I said I hadn’t thrown away a good thing and come six hundred miles to hear him talk like this.

He said, I’m sorry, but I can’t talk like somebody I’m not. I’m not somebody else. If I was somebody else, I sure as hell wouldn’t be here. If I was somebody else, I wouldn’t be me. But I’m who I am. Don’t you see?

Wes, it’s all right, I said. I brought his hand to my cheek. Then, I don’t know, I remembered how he was when he was nineteen, the way he looked running across this field to where his dad sat on a tractor, hand over his eyes, watching Wes run toward him. We’d just driven up from California. I got out with Cheryl and Bobby and said, There’s Grandpa. But they were just babies.

Wes sat next to me patting his chin, like he was trying to figure out the next thing. Wes’s dad was gone and our kids were grown up. I looked at Wes and then I looked around Chefs living room at Chefs things, and I thought, We have to do something now and do it quick.

Hon, I said. Wes, listen to me.

What do you want? he said. But that’s all he said. He seemed to have made up his mind. But, having made up his mind, he was in no hurry. He leaned back on the sofa, folded his hands in his lap, and closed his eyes. He didn’t say anything else. He didn’t have to.

I said his name to myself. It was an easy name to say, and I’d been used to saying it for a long time. Then I said it once more. This time I said it out loud. Wes, I said.

He opened his eyes. But he didn’t look at me. He just sat where he was and looked toward the window.

Fat Linda, he said. But I knew it wasn’t her. She was nothing. Just a name. Wes got up and pulled the drapes and the ocean was gone just like that. I went in to start supper. We still had some fish in the icebox. There wasn’t much else. We’ll clean it up tonight, I thought, and that will be the end of it.

Fever

Carlyle was in a spot. He’d been in a spot all summer, since early June when his wife had left him. But up until a little while ago, just a few days before he had to start meeting his classes at the high school, Carlyle hadn’t needed a sitter. He’d been the sitter. Every day and every night he’d attended to the children. Their mother, he told them, was away on a long trip.

Debbie, the first sitter he contacted, was a fat girl, nineteen years old, who told Carlyle she came from a big family. Kids loved her, she said. She offered a couple of names for reference. She penciled them on a piece of notebook paper. Carlyle took the names, folded the piece of paper, and put it in his shirt pocket. He told her he had meetings the next day. He said she could start to work for him the next morning. She said, “Okay.”

He understood that his life was entering a new period. Eileen had left while Carlyle was still filling out his grade reports. She’d said she was going to Southern California to begin a new life for herself there.

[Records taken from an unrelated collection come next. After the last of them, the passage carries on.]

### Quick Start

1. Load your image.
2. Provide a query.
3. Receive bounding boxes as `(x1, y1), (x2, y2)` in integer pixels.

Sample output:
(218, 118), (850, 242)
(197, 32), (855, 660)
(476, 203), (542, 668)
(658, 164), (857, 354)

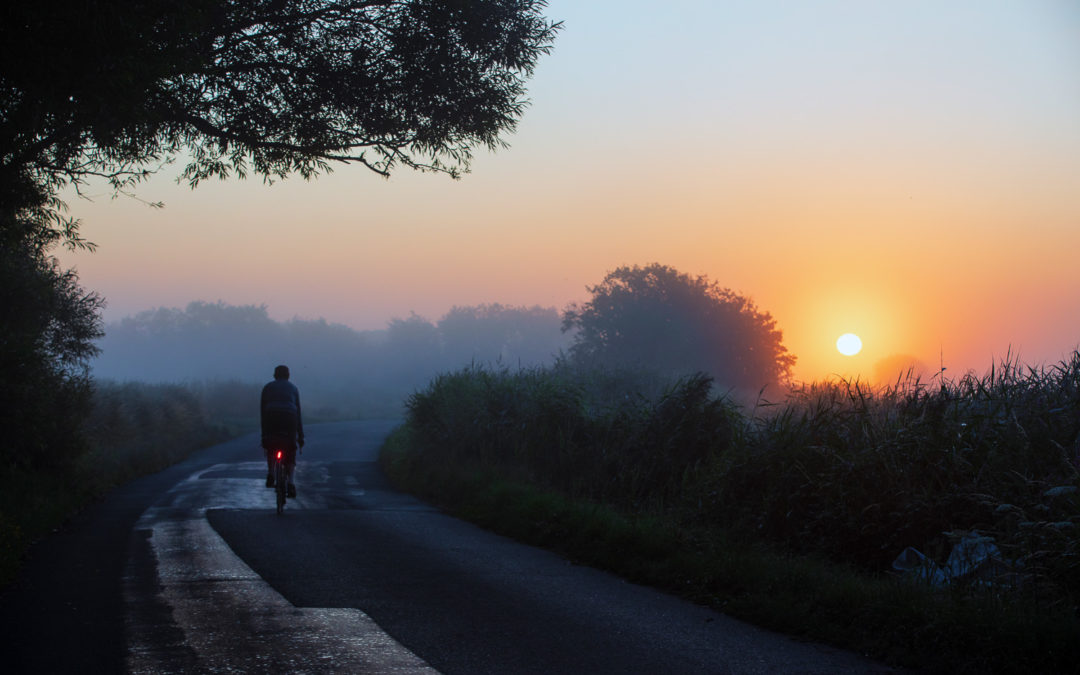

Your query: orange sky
(62, 0), (1080, 379)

She’d gone with Richard Hoopes, one of Carlyle’s colleagues at the high school. Hoopes was a drama teacher and glass-blowing instructor who’d apparently turned his grades in on time, taken his things, and left town in a hurry with Eileen. Now, the long and painful summer nearly behind him, and his classes about to resume, Carlyle had finally turned his attention to this matter of finding a baby-sitter. His first efforts had not been successful. In his desperation to find someone—anyone—he’d taken Debbie on.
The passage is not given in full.